Happy tummy!

Today I am eternally grateful to Jon and Rachel for suggesting that we try the tasting menu at The Kitchin, Tom Kitchin’s Michelin-starred place down in Leith. We headed in last night at a slightly unusual 9:15pm and, well, let’s just say the rules of the food game have now changed forever.  Right now I’m kinda rushed and would need hours to do the whole thing justice so in the meantime I’m just going to tell you what we were treated to. I could just photograph the wee souvenir menu and post it instead but I want to actually write it by hand so I can relive every single mind-blowing course.

Oh, and we had a specially selected wine with each course. Fuck me. Wine never used to taste like that…

Chilled broccoli soup served with a blue cream cheese

Tartare of mackerel from Eyemouth, served with apple and cooked and raw beetroot from the Isle Of Arran

Razorfish (Spoots)
Razorfish from Arisaig, cooked to order and served with diced vegetables, chorizo and lemon confit (this one had squid in it too but the menu doesn’t mention it for some reason)

Pig’s Head & Scallop
Boned and rolled pig’s head, served with a hand-dived scallop from Orkney and a crispy ear salad

Poached wild turbot from Scrabster, served with ink pasta and a saffron and summer vegetable sauce (the sauce tasted like what you get on good sticky toffee pudding – shouldn’t work but it was outstanding!)

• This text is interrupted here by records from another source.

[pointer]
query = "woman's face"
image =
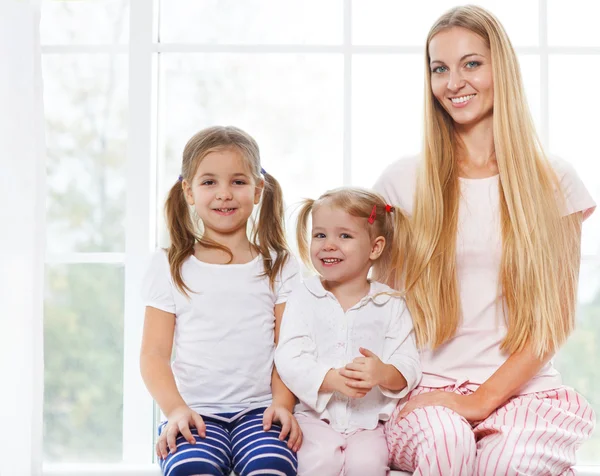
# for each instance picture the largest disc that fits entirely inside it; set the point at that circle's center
(461, 75)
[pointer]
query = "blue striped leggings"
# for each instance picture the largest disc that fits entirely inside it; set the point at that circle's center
(241, 446)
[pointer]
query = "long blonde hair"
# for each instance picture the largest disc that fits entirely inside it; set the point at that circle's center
(390, 222)
(268, 232)
(540, 251)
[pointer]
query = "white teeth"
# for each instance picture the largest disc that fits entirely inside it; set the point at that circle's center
(462, 99)
(331, 260)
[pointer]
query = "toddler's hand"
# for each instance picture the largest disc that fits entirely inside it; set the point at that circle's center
(289, 425)
(179, 421)
(364, 373)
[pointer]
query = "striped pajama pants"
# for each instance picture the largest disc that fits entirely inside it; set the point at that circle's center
(532, 434)
(241, 446)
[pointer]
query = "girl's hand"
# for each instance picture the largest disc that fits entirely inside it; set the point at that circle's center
(335, 382)
(179, 421)
(289, 425)
(364, 372)
(471, 407)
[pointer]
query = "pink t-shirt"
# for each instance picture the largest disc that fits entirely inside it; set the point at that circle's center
(474, 354)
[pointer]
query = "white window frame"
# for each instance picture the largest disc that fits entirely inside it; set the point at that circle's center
(139, 426)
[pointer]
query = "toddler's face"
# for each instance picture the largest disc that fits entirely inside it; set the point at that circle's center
(340, 248)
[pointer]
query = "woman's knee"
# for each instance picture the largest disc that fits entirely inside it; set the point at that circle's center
(444, 430)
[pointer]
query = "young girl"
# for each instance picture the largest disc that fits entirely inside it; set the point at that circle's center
(219, 297)
(347, 348)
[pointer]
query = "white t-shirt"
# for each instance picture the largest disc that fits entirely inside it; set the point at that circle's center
(317, 335)
(224, 333)
(474, 354)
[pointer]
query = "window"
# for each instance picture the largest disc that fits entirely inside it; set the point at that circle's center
(331, 90)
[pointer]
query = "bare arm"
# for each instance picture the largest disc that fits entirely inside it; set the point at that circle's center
(281, 394)
(155, 359)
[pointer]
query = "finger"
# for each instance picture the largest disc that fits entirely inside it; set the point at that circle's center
(172, 439)
(286, 426)
(162, 444)
(294, 434)
(353, 374)
(366, 352)
(359, 384)
(268, 418)
(299, 440)
(358, 394)
(184, 429)
(200, 425)
(353, 366)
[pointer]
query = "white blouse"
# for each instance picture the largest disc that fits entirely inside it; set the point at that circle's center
(317, 335)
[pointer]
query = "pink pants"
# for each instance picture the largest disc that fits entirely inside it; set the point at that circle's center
(532, 434)
(326, 452)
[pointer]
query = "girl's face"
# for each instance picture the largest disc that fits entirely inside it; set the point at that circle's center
(341, 249)
(461, 75)
(223, 192)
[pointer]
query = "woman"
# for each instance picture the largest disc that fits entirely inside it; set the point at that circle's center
(492, 273)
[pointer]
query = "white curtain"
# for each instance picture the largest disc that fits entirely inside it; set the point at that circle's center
(22, 238)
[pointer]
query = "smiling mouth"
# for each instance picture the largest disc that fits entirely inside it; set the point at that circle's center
(462, 99)
(331, 261)
(224, 211)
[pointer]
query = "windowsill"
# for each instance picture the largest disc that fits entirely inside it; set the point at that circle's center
(153, 470)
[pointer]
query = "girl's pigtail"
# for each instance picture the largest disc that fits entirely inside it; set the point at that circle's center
(269, 234)
(302, 231)
(181, 232)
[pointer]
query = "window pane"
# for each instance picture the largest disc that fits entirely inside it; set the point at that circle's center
(573, 23)
(251, 21)
(574, 127)
(390, 22)
(85, 99)
(291, 104)
(387, 109)
(83, 359)
(84, 22)
(577, 361)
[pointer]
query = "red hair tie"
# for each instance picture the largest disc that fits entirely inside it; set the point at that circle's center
(373, 214)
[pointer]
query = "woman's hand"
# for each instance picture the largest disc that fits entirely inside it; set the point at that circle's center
(289, 425)
(471, 407)
(179, 421)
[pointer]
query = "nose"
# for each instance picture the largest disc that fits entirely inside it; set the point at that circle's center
(329, 245)
(224, 193)
(455, 81)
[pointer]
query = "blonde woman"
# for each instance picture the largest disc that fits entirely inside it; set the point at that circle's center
(492, 274)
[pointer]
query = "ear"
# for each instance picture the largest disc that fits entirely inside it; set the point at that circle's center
(187, 192)
(258, 191)
(377, 247)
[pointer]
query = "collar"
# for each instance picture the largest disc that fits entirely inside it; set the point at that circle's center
(379, 292)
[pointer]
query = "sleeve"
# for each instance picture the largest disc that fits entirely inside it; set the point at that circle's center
(296, 354)
(400, 349)
(157, 290)
(289, 278)
(576, 196)
(397, 183)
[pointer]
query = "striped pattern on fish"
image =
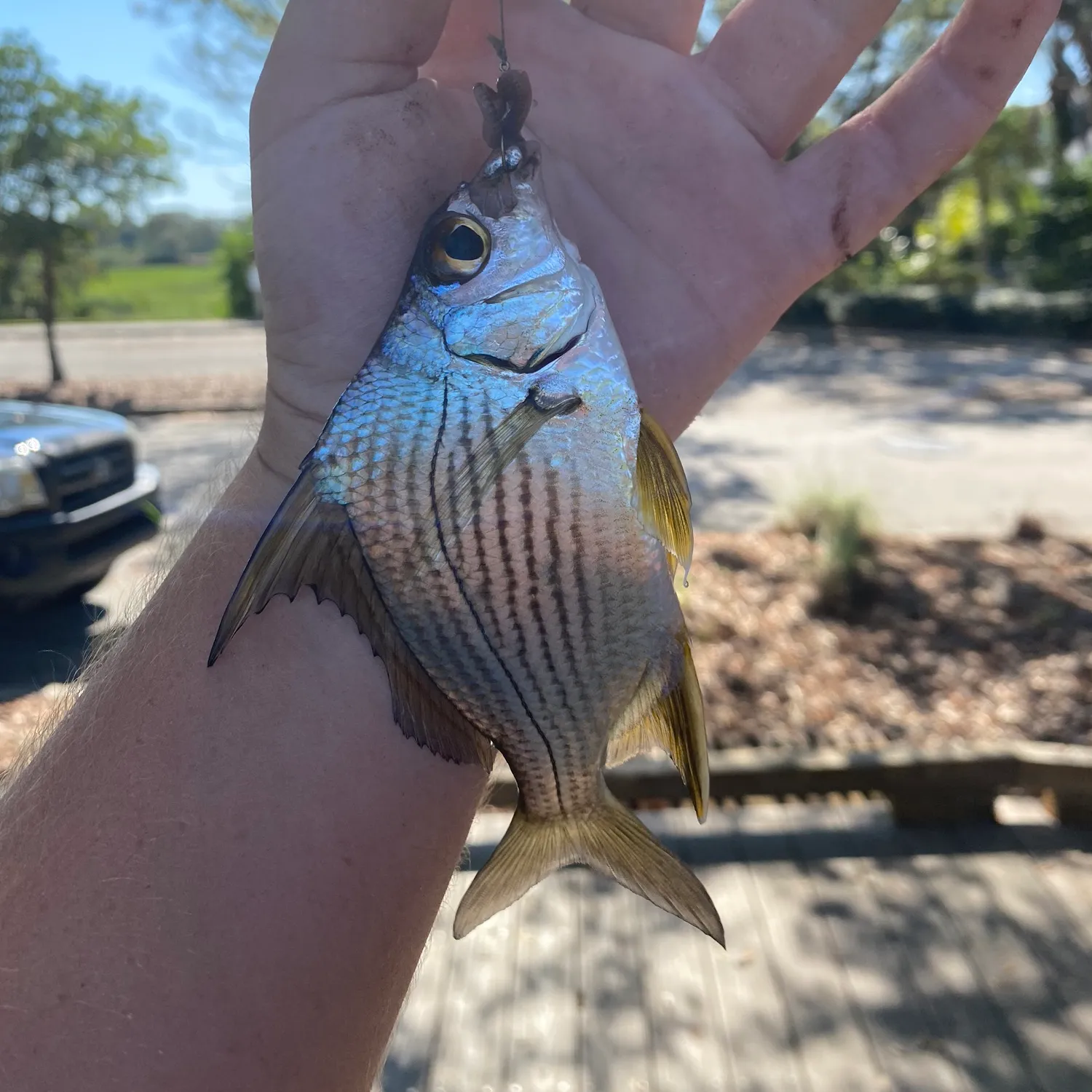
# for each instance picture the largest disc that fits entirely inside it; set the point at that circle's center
(504, 521)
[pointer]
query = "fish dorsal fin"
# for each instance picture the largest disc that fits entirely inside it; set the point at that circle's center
(668, 712)
(310, 542)
(663, 495)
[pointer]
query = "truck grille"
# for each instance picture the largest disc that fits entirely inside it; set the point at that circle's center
(87, 476)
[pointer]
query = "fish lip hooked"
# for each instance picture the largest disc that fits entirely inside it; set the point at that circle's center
(542, 357)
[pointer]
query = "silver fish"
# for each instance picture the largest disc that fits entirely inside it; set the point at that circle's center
(502, 519)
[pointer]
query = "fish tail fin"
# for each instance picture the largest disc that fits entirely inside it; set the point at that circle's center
(612, 840)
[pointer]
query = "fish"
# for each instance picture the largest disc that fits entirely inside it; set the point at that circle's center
(504, 520)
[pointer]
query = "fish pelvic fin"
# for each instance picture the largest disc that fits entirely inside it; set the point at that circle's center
(310, 542)
(612, 840)
(668, 712)
(663, 496)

Rump of lamb from Dornoch, served with roasted artichoke, stuffed tomato and garlic confit

A selection of Scottish and French cheeses served from the trolley (this was optional and I almost passed it up, sooooo glad I didn’t)

Hibiscus panacotta served with creme fraiche sorbet and a redcurrant consomme

To top it all off I had some delicious peppermint tea accompanied by a selection of petits fours, all of which were obviously amazing. From now on every single meal I have is going to be compared to this and will inevitably come up wanting.

So there you have it. My name is Kitchin, cook of cooks. Look on my food ye mighty and despair…

(More regular posting to resume once I get back to Thailand in a few days, honest.)